We present a new R package, StereoMorph, for the rapid and accurate collection of 3D landmarks and curves using two standard digital cameras. StereoMorph provides a complete set of tools for every step in the collection of 3D landmarks and curves using a stereo camera set‐up. This includes image processing and optimization functions for automated camera calibration using a checkerboard pattern, an easy‐to‐use application for digitizing landmarks and curves from photographs, and tools for reconstructing points and curves in 3D. The image processing tools and digitizing application are readily applicable to 2D morphometrics as well, enabling 2D landmarks and curves to be digitized and scaled automatically using a checkerboard pattern.
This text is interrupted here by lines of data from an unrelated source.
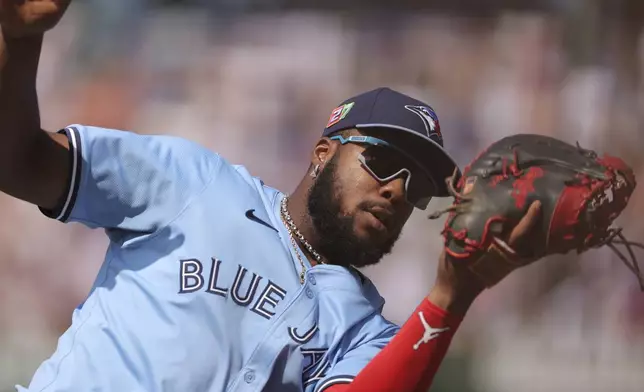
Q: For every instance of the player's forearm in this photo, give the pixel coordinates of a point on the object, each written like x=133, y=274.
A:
x=410, y=361
x=19, y=113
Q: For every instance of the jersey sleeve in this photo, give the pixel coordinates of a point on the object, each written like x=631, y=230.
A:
x=122, y=180
x=368, y=340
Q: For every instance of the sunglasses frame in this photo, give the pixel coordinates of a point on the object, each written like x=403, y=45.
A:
x=374, y=141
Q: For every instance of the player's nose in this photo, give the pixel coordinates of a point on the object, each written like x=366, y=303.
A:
x=394, y=190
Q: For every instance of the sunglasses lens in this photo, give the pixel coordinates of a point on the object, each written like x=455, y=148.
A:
x=385, y=162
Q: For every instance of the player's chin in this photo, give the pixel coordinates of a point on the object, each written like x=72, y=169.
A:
x=369, y=228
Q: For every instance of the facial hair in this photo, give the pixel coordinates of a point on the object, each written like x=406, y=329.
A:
x=335, y=235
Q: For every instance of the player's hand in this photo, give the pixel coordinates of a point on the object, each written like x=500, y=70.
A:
x=20, y=18
x=457, y=286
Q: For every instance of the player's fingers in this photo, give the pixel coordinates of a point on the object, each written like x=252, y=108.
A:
x=525, y=225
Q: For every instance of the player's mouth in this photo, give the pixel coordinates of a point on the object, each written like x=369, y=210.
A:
x=381, y=218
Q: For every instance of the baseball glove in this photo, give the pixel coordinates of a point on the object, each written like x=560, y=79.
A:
x=580, y=194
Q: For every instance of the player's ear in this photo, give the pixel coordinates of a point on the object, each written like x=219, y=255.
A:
x=324, y=149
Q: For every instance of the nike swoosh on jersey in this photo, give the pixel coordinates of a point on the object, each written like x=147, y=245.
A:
x=250, y=214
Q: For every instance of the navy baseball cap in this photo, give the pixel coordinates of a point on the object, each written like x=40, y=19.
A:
x=410, y=125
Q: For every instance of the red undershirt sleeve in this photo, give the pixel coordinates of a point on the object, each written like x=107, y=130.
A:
x=410, y=361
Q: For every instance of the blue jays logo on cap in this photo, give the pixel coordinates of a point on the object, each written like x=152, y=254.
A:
x=430, y=119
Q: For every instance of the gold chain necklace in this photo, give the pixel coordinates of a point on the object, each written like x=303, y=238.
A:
x=292, y=233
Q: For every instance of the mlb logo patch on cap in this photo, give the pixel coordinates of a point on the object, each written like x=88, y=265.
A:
x=339, y=113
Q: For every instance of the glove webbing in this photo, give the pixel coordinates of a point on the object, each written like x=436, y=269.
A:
x=614, y=237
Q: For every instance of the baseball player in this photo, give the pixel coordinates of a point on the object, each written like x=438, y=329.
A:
x=214, y=281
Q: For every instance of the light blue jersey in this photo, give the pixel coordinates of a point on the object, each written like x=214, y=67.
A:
x=200, y=287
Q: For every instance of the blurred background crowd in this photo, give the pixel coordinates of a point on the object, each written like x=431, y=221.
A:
x=255, y=80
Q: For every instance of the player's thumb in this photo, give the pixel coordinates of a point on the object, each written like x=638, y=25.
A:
x=525, y=225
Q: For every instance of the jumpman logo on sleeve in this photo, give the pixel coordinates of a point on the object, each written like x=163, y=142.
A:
x=430, y=333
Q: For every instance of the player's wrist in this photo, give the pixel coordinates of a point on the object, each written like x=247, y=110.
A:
x=455, y=301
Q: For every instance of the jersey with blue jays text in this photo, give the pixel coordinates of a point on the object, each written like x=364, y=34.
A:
x=200, y=286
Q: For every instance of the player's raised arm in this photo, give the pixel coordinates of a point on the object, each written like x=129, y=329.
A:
x=34, y=164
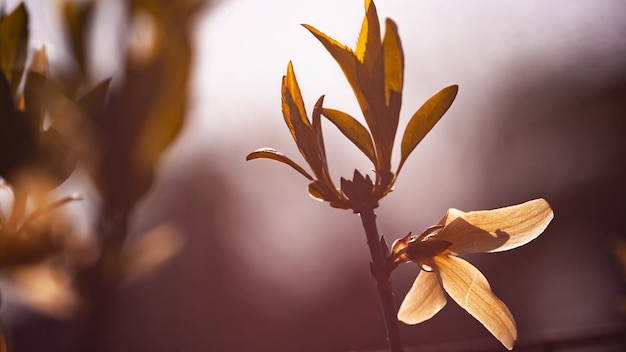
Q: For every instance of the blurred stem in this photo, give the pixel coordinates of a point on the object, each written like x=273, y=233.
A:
x=99, y=281
x=381, y=272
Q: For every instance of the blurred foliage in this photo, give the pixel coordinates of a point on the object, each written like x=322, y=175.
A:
x=51, y=122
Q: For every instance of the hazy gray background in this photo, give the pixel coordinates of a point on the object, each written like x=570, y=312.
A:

We include five examples that demonstrate key functionalities of StereoMorph: automated detection of checkerboard corners, camera calibration, testing calibration accuracy, digitizing photographs and 3D curve reconstruction. With a set‐up costing less than $1500, we show that it is possible to achieve a mean reconstruction error of less than 30 microns. Once the cameras are assembled, specimens can be photographed as quickly as with 2D morphometrics while digitizing takes two to three times as long as digitizing a single photograph.
We conclude by presenting an accompanying tutorial which details all of the steps required to collect 3D landmarks and curves using StereoMorph. Additionally, we present a web blog that will provide a platform for updates and user questions and suggestions.